Here $n=1$ of course and the middle position of the degree sequence is $3$ - and we see the sequence of $(3,3,\color{red}{2},1,1)$.

Answer 2

Let $G$ be a self-complementary graph of order $4n+1$ and let $\sigma:G\to\overline G$ be an isomorphism. Since $G$ and $\overline G$ have the same vertex set $V,$ $\sigma$ is a permutation of $V,$ an anti-automorphism of $G,$ mapping edges of $G$ to edges of $\overline G$ and vice versa.

Consider the cycle decomposition of the permutation $\sigma.$ (Note that we are using the word "cycle" in the group theory sense, not the graph theory sense!) Each nontrivial cycle of $\sigma$ must be of even length, since edges of $G$ alternate with edges of $\overline G$ as we go around the cycle. Since $|V|$ is even, $\sigma$ must have a $1$-cycle, i.e., a fixed point. (It's clear that the fixed point is unique, but we don't need that.)

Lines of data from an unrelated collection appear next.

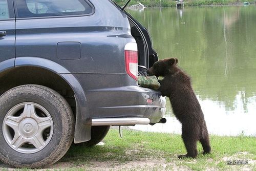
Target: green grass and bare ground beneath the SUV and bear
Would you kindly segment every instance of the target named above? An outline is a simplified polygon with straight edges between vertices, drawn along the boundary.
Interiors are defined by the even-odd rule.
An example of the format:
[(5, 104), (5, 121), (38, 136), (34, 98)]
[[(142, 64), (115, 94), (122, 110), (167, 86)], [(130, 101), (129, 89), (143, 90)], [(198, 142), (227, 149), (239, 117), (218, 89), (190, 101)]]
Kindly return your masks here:
[[(196, 159), (180, 160), (177, 156), (186, 153), (180, 135), (123, 130), (121, 139), (111, 129), (104, 145), (72, 146), (51, 170), (256, 170), (256, 137), (210, 136), (210, 142), (211, 154), (202, 155), (198, 144)], [(227, 160), (249, 164), (228, 165)]]

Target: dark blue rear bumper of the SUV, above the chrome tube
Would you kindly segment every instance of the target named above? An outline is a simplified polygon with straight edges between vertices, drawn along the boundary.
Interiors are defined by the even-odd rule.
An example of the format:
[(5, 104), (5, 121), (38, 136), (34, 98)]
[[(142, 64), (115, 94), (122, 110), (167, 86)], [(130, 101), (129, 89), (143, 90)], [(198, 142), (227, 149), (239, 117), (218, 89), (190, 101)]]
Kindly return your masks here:
[(166, 111), (166, 98), (159, 91), (139, 86), (90, 90), (86, 94), (92, 118), (141, 117), (157, 123)]

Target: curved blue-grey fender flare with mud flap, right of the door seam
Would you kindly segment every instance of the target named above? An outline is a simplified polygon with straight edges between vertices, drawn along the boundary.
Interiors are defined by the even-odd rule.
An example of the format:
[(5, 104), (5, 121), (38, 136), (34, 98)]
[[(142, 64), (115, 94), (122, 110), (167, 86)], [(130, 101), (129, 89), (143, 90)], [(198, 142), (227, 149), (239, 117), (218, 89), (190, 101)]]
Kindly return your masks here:
[[(76, 100), (76, 124), (74, 142), (80, 143), (91, 139), (92, 119), (87, 106), (86, 94), (77, 78), (58, 63), (39, 57), (18, 57), (15, 67), (34, 66), (50, 70), (62, 77), (73, 89)], [(0, 63), (1, 71), (1, 63)]]

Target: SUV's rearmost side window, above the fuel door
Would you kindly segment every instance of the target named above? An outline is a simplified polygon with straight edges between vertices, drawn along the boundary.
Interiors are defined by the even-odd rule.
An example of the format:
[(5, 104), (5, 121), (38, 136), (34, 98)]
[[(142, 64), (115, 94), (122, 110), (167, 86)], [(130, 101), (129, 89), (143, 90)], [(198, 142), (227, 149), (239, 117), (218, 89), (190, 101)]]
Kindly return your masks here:
[(84, 15), (93, 12), (85, 0), (16, 0), (16, 4), (19, 18)]

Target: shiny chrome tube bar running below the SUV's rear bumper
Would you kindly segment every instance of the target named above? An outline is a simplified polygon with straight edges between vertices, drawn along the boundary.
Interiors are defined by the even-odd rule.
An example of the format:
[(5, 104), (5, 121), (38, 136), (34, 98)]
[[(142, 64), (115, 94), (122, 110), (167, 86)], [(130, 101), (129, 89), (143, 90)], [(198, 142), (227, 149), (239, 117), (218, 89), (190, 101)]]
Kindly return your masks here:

Let $v$ be a fixed point of $\sigma.$ Since $\sigma$ is an isomorphism between $G$ and $\overline G,$ we must have $\deg_G(v)=deg_{\overline G}(v).$ Since $\deg_G(v)+\deg_{\overline G}(v)=4n,$ it follows that $\deg_G(v)=\deg_{\overline G}(v)=2n.$

P.S. It's also easy to see that the length of a nontrivial cycle of $\sigma$ is not only even, it's a multiple of $4;$ and if one vertex in a cycle has degree $2n,$ then all vertices in that cycle have degree $2n.$ Since $\sigma$ has a unique fixed point, it follows that the number of vertices of degree $2n$ is congruent to $1$ modulo $4.$

Examples. There are two self-complementary graphs of order $5.$ One of them is $C_5,$ which has five vertices of degree $2;$ the other is homeomorphic to the letter A and has one vertex of degree $2.$